Did the feet float off to B.C.? Ebbesmeyer says currents from the San Juans are capable of carrying objects up into the gulf waters. And B.C. investigators, who belatedly learned of the Orcas finding—though Gaylord had publicized it last year—recently asked for a DNA sample.

B.C. Coroners spokesperson Foster says he doesn’t yet have any findings to release, and Gaylord says it’s his understanding that DNA profiling is still ongoing. (DNA testing, usually done on a priority basis, is delayed when no apparent crime is attached to a case.) Thus, Gaylord says, so far “nothing conclusive” links the Orcas remains with the Canadian feet, or the foot found near Pysht.

There was no indication the Orcas corpse and its feet were forcibly parted, adds Gaylord. “The word ‘severed’ showed up in some early stories in the Canadian press, and seems to me to be a source of why it is so sensational there, and got so much less interest here.”

Lost in the conspiracy noise is the understanding that Canadian authorities have made progress in their six difficult cases. They have matched shoes #3 and #5 as well as #4 and #7, and, thanks to DNA tests and a public tip, have confirmed the identity of the person whose foot started it all 15 months ago.

In July, they announced that foot #1 on Jedediah Island belonged to a B.C. man—still publicly unnamed at his family’s request. He was indeed listed in the missing-persons database, and when he disappeared in 2007 reportedly suffered from depression.

The possibility he was a suicide victim didn’t interrupt the serial count of extremities—his foot was included in the latest ominous-sounding reports on the seventh find, the sixth in Canada.
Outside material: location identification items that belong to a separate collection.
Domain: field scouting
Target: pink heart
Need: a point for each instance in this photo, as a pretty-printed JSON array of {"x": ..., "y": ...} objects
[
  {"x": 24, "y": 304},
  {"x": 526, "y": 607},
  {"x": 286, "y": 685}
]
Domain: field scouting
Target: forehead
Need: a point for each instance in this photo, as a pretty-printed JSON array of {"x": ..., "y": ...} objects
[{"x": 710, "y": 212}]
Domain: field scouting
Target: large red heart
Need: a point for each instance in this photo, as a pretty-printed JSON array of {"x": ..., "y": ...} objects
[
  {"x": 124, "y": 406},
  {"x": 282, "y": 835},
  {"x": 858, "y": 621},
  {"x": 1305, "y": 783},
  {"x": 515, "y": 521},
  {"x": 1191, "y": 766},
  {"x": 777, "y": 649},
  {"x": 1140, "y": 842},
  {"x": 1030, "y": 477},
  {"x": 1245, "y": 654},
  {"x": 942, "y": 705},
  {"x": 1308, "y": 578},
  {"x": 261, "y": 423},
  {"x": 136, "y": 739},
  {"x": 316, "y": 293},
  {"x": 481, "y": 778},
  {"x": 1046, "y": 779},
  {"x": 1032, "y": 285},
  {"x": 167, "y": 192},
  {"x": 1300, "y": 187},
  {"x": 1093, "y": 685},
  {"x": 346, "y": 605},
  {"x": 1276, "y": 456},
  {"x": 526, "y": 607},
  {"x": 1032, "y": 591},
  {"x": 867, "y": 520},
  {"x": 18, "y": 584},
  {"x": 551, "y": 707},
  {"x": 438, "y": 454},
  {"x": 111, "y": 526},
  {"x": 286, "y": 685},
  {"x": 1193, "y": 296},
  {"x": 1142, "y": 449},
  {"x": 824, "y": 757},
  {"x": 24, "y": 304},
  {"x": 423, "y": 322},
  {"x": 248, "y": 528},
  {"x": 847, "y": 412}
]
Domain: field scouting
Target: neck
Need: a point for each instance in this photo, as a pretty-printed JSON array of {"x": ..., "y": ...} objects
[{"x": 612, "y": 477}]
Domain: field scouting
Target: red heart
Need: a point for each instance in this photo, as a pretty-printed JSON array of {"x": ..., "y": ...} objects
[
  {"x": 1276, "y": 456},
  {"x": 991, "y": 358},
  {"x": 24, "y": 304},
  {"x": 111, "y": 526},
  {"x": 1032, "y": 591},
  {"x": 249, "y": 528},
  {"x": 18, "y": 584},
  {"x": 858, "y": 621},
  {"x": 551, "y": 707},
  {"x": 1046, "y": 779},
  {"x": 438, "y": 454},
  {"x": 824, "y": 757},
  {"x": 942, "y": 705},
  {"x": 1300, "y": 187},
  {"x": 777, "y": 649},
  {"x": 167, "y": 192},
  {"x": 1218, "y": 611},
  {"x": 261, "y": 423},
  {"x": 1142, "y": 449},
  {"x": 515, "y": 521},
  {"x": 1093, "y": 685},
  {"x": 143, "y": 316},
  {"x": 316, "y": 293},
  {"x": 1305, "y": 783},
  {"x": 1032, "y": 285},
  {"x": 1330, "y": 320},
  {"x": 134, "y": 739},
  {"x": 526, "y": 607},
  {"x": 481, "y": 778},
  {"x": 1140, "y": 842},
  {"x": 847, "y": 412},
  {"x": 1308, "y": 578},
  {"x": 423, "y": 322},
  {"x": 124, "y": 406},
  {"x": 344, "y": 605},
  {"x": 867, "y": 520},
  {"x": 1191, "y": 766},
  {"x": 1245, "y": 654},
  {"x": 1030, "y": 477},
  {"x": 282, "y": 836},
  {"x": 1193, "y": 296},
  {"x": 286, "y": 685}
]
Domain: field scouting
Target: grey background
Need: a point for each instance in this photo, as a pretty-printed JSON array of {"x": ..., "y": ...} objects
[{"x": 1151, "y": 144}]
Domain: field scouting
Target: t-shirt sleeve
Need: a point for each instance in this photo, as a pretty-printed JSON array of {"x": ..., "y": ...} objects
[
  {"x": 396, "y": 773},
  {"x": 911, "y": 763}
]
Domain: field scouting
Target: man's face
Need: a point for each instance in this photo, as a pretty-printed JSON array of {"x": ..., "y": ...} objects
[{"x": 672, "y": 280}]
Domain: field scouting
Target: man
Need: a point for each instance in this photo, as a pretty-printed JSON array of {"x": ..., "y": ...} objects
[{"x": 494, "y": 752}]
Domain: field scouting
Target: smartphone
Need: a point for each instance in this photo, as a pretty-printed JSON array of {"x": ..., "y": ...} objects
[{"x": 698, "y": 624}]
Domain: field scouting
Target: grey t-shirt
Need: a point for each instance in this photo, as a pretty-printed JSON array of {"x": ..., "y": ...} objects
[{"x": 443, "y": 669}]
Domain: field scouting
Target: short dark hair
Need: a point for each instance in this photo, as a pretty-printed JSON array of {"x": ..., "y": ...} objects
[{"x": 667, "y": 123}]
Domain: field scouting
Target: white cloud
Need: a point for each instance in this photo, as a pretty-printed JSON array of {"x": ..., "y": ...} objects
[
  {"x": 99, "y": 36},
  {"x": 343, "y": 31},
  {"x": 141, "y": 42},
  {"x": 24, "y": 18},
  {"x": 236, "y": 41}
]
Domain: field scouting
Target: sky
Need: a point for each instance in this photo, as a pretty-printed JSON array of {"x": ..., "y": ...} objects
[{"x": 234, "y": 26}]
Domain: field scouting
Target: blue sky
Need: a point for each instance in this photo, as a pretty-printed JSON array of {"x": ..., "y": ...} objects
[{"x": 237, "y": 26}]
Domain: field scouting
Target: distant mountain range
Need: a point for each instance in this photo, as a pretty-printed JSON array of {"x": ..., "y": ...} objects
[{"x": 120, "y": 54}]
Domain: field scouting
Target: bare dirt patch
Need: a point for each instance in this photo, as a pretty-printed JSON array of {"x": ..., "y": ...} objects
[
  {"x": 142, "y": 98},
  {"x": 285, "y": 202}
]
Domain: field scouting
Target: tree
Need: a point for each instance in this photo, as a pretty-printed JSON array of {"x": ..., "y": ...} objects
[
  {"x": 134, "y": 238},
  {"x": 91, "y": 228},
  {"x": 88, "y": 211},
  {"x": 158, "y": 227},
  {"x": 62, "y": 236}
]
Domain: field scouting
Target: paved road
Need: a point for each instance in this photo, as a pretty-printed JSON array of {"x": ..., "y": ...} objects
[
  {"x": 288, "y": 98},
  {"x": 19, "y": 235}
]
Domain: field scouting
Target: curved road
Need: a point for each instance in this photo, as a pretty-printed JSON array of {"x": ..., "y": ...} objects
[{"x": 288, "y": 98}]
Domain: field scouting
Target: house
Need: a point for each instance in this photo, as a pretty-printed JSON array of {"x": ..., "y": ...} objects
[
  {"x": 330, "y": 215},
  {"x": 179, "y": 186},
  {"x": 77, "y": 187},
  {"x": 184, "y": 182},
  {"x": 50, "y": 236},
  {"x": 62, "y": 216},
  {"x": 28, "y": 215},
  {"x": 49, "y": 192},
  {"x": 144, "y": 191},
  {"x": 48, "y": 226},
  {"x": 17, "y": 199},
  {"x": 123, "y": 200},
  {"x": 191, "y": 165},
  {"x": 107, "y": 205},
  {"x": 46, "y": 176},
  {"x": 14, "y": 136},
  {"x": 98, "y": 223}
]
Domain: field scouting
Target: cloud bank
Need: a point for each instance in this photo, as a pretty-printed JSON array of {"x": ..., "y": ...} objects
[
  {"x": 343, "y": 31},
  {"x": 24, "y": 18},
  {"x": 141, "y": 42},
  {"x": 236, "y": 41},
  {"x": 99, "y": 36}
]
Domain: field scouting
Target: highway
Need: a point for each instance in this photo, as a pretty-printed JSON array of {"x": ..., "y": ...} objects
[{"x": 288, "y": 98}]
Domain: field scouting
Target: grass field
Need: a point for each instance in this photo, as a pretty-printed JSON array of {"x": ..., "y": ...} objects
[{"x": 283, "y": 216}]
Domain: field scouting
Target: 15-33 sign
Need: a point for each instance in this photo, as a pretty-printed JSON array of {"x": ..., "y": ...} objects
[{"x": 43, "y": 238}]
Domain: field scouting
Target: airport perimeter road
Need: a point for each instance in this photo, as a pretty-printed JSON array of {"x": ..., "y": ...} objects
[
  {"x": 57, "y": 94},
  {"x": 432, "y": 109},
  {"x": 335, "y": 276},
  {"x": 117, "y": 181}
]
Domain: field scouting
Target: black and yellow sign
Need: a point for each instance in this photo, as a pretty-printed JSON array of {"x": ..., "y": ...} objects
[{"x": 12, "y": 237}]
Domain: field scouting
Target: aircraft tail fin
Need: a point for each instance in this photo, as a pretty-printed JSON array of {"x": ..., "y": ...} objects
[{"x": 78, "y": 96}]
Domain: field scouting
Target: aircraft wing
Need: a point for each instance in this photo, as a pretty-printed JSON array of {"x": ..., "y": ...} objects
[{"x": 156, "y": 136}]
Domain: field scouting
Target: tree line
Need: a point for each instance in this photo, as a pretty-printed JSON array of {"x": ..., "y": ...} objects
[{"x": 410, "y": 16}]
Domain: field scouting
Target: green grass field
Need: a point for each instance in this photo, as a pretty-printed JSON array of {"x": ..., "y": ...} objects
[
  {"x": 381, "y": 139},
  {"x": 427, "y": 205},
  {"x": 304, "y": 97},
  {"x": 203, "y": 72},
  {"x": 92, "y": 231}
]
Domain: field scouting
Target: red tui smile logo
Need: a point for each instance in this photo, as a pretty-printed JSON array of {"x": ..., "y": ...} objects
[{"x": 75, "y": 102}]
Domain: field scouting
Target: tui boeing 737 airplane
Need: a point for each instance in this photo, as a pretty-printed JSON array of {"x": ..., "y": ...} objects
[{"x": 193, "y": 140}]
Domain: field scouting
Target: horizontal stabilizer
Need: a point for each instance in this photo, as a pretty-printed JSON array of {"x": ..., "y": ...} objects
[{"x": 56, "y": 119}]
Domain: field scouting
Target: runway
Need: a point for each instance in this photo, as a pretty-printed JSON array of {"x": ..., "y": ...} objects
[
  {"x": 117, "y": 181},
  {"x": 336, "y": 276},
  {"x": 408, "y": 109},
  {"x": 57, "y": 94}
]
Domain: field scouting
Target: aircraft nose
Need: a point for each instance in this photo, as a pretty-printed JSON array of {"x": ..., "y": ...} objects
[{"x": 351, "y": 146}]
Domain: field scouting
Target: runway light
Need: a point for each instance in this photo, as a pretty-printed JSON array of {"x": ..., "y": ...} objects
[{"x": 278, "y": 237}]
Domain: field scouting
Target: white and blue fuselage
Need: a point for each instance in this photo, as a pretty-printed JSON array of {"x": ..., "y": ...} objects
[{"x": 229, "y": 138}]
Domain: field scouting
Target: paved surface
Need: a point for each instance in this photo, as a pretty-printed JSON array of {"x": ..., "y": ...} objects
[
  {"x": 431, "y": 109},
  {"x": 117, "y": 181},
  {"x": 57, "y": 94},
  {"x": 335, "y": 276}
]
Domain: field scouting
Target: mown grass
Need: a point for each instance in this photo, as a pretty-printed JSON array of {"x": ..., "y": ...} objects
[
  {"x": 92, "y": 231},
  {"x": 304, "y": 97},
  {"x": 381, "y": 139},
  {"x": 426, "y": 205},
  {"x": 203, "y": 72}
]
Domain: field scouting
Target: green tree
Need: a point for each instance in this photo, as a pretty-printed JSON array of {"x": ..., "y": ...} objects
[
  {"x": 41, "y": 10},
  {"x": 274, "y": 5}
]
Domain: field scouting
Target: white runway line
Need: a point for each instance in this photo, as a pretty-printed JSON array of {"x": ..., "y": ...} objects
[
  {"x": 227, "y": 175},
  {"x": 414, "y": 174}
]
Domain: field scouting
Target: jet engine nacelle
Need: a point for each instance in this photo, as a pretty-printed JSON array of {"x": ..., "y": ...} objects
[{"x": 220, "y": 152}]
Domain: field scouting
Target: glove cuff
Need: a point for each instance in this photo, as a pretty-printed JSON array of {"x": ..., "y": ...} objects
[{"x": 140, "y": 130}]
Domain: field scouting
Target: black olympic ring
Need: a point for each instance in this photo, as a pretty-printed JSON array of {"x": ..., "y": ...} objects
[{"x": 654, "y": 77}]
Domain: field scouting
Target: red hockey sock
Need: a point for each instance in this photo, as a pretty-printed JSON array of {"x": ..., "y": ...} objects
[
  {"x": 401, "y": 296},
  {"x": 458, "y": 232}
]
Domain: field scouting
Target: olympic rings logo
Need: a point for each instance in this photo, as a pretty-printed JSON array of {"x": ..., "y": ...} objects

But the mystery up north is in fact down to three unknown victims—the owner of foot #2 and the two owners of the matching pairs of sneakers. Still to be determined is any B.C. connection to the Pysht foot.

Should any of the Canadian feet match the Orcas skeletal remains, in U.S. jurisdiction, that could leave B.C. with just two unknown victims. “Two. Nothing unusual about that,” says Ebbesmeyer.

Of course, more feet could float in. In fact, Ebbesmeyer is almost certain they will. Blame it on style. People will die, he says, “and a lot of them will be wearing sneakers.”